Post by awmalzo » Mon Dec 15, 2008 10:04 am

Manganator wrote:If anyone knows anything about theoretical physics can you help me out with these questions I have on the laws of the universe? I'm doing a paper for my course and I want to know if my assumptions on the weaknesses of these various theories are correct... or if I'm going to fail.

#1- I have heard Dark Matter is spread evenly throughout the universe. If this is so, why is it not self-contradictory (as in all the edges simply repulsing against each other and canceling each other out) if it isn't spread evenly, then why are the repulsive affects not apparent within our own solar system?

#2- Doesn't the introduction of white holes and Dark energy violate Occam's Razor? If a white hole cannot be created then how was it "made"? Is it not more feasible to say that the super condensed matter of the big bang was indeed a gigantic black hole whose matter overcame the singularity rather than violating Occam's Razor?

#3- Is there any solid proof that there were no black holes which existed before the big bang which could be influencing the outward acceleration of our Universe? (making up for the missing matter observed by WMAP and proven by the measured inconsistencies in Hubbles constant)
we can't answer those question yet. its like trying to solve a qudratic equation without knowing how to solve a linear.

what about a more short but complex question like this.

does time dilation exist?

DionysuZ

Post by DionysuZ » Mon Dec 15, 2008 11:06 am

There was nothing before the big bang, no space, no time. So your question is meaningless.

DionysuZ

Re: Theoretical Physics

Post by DionysuZ » Mon Dec 15, 2008 11:07 am

awmalzo wrote:
Manganator wrote:If anyone knows anything about theoretical physics can you help me out with these questions I have on the laws of the universe? I'm doing a paper for my course and I want to know if my assumptions on the weaknesses of these various theories are correct... or if I'm going to fail.

#1- I have heard Dark Matter is spread evenly throughout the universe. If this is so, why is it not self-contradictory (as in all the edges simply repulsing against each other and canceling each other out) if it isn't spread evenly, then why are the repulsive affects not apparent within our own solar system?

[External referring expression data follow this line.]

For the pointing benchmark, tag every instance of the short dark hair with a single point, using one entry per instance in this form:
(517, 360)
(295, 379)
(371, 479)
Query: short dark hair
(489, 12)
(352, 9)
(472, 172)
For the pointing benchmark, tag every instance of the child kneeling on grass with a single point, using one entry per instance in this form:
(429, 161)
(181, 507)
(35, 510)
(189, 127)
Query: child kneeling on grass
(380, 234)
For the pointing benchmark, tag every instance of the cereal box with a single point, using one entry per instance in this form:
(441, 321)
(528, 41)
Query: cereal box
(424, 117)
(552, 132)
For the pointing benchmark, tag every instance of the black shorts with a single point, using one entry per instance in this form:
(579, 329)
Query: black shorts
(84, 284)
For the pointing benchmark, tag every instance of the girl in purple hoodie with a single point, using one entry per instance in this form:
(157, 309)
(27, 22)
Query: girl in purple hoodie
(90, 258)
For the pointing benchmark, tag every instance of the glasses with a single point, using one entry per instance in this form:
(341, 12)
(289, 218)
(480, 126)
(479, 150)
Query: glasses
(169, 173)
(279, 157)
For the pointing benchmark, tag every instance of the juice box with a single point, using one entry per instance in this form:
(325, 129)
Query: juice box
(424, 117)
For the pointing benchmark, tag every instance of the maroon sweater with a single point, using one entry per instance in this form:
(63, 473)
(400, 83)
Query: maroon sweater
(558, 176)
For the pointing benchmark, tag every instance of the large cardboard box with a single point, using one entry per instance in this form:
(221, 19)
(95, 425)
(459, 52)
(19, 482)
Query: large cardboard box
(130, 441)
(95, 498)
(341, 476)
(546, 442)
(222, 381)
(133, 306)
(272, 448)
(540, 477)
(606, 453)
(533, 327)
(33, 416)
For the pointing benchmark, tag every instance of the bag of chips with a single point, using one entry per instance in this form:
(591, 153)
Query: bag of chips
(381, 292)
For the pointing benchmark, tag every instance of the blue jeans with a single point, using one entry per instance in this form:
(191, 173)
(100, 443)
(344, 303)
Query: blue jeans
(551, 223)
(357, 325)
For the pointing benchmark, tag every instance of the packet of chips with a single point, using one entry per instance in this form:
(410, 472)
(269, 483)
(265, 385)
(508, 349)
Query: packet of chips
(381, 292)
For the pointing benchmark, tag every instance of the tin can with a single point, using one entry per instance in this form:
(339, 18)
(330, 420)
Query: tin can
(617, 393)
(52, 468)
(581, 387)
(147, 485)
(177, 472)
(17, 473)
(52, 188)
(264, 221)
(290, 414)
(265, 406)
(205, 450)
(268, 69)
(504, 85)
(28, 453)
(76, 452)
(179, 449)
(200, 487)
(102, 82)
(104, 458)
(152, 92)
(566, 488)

#2- Doesn't the introduction of white holes and Dark energy violate Occam's Razor? If a white hole cannot be created then how was it "made"? Is it not more feasible to say that the super condensed matter of the big bang was indeed a gigantic black hole whose matter overcame the singularity rather than violating Occam's Razor?

#3- Is there any solid proof that there were no black holes which existed before the big bang which could be influencing the outward acceleration of our Universe? (making up for the missing matter observed by WMAP and proven by the measured inconsistencies in Hubbles constant)
we can't answer those question yet. its like trying to solve a qudratic equation without knowing how to solve a linear.

what about a more short but complex question like this.

does time dilation exist?
It's a logical outcome of the observation that lightspeed is constant for each observer.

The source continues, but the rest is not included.